Angus Hawkins is Professor of Modern British History at Oxford University and a Fellow of Keble College. He is a Fellow of the Royal Historical Society. He has written widely on Victorian politics, including his two-volume biography of the 14th Earl of Derby, entitled The Forgotten Prime Minister, also published by Oxford University Press.

Reviews

What is different about Victorian Political Culture is that the author places parliament at the centre of his story. Reprising and extending the themes of a seminal article on 'parliamentary government' from 1989. ... Hawkins digs deep into recent research on the politics of the period, benefiting not least from the compendious information now being generated by the 1832-68 section of the History of Parliament. He is diligent about including Ireland, Scotland, and Wales. Public moralists from Carlyle to Dicey are seamlessly worked in. ... we are left with an important and original work of synthesis that confirms the value of letting a good idea develop, ripen and mature over time.
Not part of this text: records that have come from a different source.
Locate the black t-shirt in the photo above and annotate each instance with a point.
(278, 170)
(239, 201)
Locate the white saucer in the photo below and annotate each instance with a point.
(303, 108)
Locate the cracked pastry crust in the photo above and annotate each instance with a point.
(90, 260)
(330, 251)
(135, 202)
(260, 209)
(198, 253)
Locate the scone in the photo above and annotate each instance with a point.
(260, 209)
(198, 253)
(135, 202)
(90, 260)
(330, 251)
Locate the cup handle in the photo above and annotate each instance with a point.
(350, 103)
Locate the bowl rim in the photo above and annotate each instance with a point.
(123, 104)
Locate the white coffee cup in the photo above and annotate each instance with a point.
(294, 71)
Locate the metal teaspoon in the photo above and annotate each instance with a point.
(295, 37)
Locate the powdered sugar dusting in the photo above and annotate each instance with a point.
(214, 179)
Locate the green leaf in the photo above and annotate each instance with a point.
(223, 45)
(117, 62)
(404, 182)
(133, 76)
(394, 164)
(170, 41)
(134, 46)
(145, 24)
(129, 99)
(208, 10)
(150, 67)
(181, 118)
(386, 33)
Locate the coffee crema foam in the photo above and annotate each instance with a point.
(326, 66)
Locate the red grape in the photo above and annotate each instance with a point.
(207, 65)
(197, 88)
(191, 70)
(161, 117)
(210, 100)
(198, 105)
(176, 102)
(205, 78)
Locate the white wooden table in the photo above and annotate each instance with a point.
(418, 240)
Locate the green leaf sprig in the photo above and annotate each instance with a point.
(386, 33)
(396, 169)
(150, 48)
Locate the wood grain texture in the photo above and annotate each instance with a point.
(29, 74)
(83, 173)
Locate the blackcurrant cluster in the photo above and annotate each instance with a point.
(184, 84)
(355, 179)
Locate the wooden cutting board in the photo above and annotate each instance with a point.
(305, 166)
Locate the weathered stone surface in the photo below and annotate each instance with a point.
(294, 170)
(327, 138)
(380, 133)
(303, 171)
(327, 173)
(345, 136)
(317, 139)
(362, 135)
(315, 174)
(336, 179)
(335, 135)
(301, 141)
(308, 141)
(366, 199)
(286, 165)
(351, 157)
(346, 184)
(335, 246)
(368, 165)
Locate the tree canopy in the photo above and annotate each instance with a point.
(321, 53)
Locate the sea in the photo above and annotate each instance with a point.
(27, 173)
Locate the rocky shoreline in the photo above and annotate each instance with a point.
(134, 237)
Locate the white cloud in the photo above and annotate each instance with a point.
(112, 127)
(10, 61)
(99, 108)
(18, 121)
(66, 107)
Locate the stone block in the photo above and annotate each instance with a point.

Victorian Political Culture reasserts the place of conservatism with a small and a large 'c' in the 19th century.
*Miles Taylor, Parliamentary History*

Hawkins builds carefully on existing studies, making good use of the published and as yet unpublished History of Parliament volumes, but produces here an original and powerful interpretation which will command the field for some time.
*Anthony Howe, History*

This book succeeds, not only in restoring political history to what Stedman Jones called the central position in the study of the Victorian world, but also in reaffirming the importance of primary research, if the historian wishes to offer valid explanation of change, rather than mere descriptions of the past. This book can be seen as a rallying point for those who wish to see the New Political History become more than merely a fashionable label for studies of questionable rigour and insufficient depth, and should be celebrated by all students of the Victorian period.
*Ian Cawood, The Times Literary Supplement,*

a mine of useful information for those new to the subject while providing a judicious and elegant synthesis of recent research which will appeal to novices and aficionados alike ... Victorian Political Culture is essential reading for all students of Victorian politics, but it should also be read by anyone with an interest in the workings of Victorian society who wants to understand the central role of politics and political institutions within it.